From both a health and economic standpoint, it is hoped that virtual surgery simulation will be able to demonstrate a significant reduction of surgical complications and that the performance of future surgeons will be enhanced.

About the Authors

Dr. Vincent Massé MD, FRCSC Fellow is an orthopedic surgeon who specializes in the fields of hip and knee reconstruction at the Maisonneuve-Rosemont Hospital and the Santa Cabrini Hospital in Montréal (Quebec). Dr. Massé is a clinical teaching collaborator at the University of Montréal. A graduate from University of Montréal’s medical school, Dr. Massé obtained a Fellow in hip and knee arthroplasty from the Endo-Klinik (Hamburg, Germany), the University of British Columbia (Vancouver, Canada), and the University Claude-Bernard Lyon (Lyon, France).

Dr. Véronique Godbout MD, FRCSC, MA Med.Ed., Dip. Sport Med, is an orthopedic surgeon who specializes in medical education and sports medicine. Dr. Godbout practices at the CHUM Hospital (Centre hospitalier de l'Université de Montréal) in Montréal (Quebec). She became a Clinical Assistant Professor at the University of Montréal after doing her fellowship in arthroscopy and sports medicine in Calgary, Canada and a master’s degree in Medical Education at the University of Montréal. She implemented a simulation curriculum in a sports medicine arthroscopy rotation for residents in Montréal.

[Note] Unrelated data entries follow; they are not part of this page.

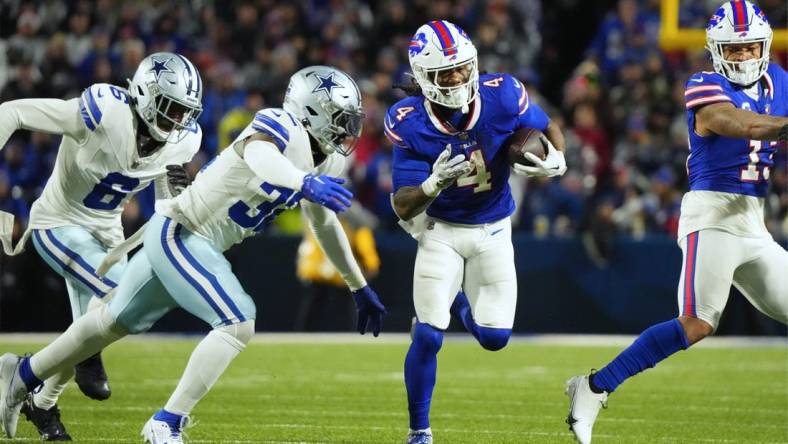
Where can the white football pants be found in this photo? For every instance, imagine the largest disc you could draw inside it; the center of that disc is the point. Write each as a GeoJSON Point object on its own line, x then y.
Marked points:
{"type": "Point", "coordinates": [478, 258]}
{"type": "Point", "coordinates": [713, 260]}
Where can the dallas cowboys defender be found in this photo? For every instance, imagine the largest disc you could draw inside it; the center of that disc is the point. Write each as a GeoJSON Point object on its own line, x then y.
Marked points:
{"type": "Point", "coordinates": [449, 160]}
{"type": "Point", "coordinates": [736, 117]}
{"type": "Point", "coordinates": [234, 197]}
{"type": "Point", "coordinates": [115, 142]}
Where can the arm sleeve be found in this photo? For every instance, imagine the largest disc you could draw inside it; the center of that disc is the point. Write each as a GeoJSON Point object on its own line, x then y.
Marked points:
{"type": "Point", "coordinates": [45, 115]}
{"type": "Point", "coordinates": [161, 188]}
{"type": "Point", "coordinates": [333, 240]}
{"type": "Point", "coordinates": [267, 163]}
{"type": "Point", "coordinates": [409, 168]}
{"type": "Point", "coordinates": [703, 89]}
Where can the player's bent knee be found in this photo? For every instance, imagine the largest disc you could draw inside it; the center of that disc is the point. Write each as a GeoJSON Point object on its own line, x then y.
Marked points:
{"type": "Point", "coordinates": [494, 339]}
{"type": "Point", "coordinates": [237, 335]}
{"type": "Point", "coordinates": [428, 337]}
{"type": "Point", "coordinates": [695, 329]}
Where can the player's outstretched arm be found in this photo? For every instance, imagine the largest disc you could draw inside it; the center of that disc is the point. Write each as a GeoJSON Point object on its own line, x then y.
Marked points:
{"type": "Point", "coordinates": [726, 120]}
{"type": "Point", "coordinates": [52, 116]}
{"type": "Point", "coordinates": [411, 201]}
{"type": "Point", "coordinates": [334, 242]}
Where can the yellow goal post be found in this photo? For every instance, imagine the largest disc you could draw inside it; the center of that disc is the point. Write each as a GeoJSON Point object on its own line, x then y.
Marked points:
{"type": "Point", "coordinates": [674, 38]}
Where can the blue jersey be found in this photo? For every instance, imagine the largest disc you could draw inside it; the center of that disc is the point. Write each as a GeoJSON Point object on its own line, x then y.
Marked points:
{"type": "Point", "coordinates": [419, 136]}
{"type": "Point", "coordinates": [725, 164]}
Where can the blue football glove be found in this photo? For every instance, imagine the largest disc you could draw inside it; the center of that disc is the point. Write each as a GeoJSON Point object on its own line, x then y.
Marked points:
{"type": "Point", "coordinates": [369, 309]}
{"type": "Point", "coordinates": [326, 191]}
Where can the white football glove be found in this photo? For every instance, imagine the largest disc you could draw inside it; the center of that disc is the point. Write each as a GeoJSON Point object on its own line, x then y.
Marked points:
{"type": "Point", "coordinates": [445, 171]}
{"type": "Point", "coordinates": [553, 165]}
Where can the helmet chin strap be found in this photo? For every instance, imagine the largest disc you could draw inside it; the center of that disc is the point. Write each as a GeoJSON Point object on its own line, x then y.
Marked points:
{"type": "Point", "coordinates": [318, 156]}
{"type": "Point", "coordinates": [146, 144]}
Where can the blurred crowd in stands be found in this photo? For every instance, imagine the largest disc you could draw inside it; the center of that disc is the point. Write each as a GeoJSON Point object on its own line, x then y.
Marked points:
{"type": "Point", "coordinates": [622, 107]}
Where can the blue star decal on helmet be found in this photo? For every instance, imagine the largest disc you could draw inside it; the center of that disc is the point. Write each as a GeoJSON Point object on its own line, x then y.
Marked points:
{"type": "Point", "coordinates": [160, 66]}
{"type": "Point", "coordinates": [326, 83]}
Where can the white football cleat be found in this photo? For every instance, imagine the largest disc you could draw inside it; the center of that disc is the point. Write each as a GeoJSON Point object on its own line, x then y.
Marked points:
{"type": "Point", "coordinates": [160, 432]}
{"type": "Point", "coordinates": [12, 392]}
{"type": "Point", "coordinates": [584, 406]}
{"type": "Point", "coordinates": [420, 437]}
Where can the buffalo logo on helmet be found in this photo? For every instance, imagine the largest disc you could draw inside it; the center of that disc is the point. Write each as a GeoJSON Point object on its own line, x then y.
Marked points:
{"type": "Point", "coordinates": [716, 18]}
{"type": "Point", "coordinates": [417, 44]}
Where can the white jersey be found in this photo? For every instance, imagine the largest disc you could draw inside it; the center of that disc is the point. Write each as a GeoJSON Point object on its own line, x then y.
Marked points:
{"type": "Point", "coordinates": [98, 167]}
{"type": "Point", "coordinates": [227, 202]}
{"type": "Point", "coordinates": [736, 214]}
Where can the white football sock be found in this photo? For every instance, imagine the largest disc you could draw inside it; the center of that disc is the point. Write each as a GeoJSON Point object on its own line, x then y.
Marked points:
{"type": "Point", "coordinates": [208, 361]}
{"type": "Point", "coordinates": [52, 389]}
{"type": "Point", "coordinates": [84, 338]}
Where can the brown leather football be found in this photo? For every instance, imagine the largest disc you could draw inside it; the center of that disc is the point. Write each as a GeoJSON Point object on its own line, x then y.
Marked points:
{"type": "Point", "coordinates": [525, 140]}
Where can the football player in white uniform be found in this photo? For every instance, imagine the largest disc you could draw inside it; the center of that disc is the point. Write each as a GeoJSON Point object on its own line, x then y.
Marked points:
{"type": "Point", "coordinates": [284, 155]}
{"type": "Point", "coordinates": [115, 142]}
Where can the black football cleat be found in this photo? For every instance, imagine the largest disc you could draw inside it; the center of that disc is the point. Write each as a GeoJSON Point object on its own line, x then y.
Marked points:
{"type": "Point", "coordinates": [92, 379]}
{"type": "Point", "coordinates": [47, 422]}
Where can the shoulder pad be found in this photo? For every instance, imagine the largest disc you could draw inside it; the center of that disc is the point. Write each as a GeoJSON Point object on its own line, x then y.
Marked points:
{"type": "Point", "coordinates": [705, 88]}
{"type": "Point", "coordinates": [511, 93]}
{"type": "Point", "coordinates": [333, 166]}
{"type": "Point", "coordinates": [101, 99]}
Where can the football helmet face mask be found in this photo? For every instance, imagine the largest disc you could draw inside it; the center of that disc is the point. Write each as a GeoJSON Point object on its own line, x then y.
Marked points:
{"type": "Point", "coordinates": [167, 94]}
{"type": "Point", "coordinates": [328, 103]}
{"type": "Point", "coordinates": [436, 48]}
{"type": "Point", "coordinates": [735, 23]}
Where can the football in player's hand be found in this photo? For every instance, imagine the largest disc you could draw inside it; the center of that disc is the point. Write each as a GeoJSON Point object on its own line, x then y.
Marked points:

Dr. Marc Isler is an orthopedic surgeon who practices at the Maisonneuve-Rosemont Hospital, Sainte-Justine Hospital and Santa Cabrini Hospital in Montréal. During his career, Dr. Isler has long been involved in medical education at many levels, including Continuing Medical Education (CME). He has recently completed two mandates as director of the orthopedic residency program (POES) at the University of Montréal. He is presently an active member of the orthopedic surgery department at the Université de Montréal and a Fellow of the Royal College of Physicians and Surgeons of Canada.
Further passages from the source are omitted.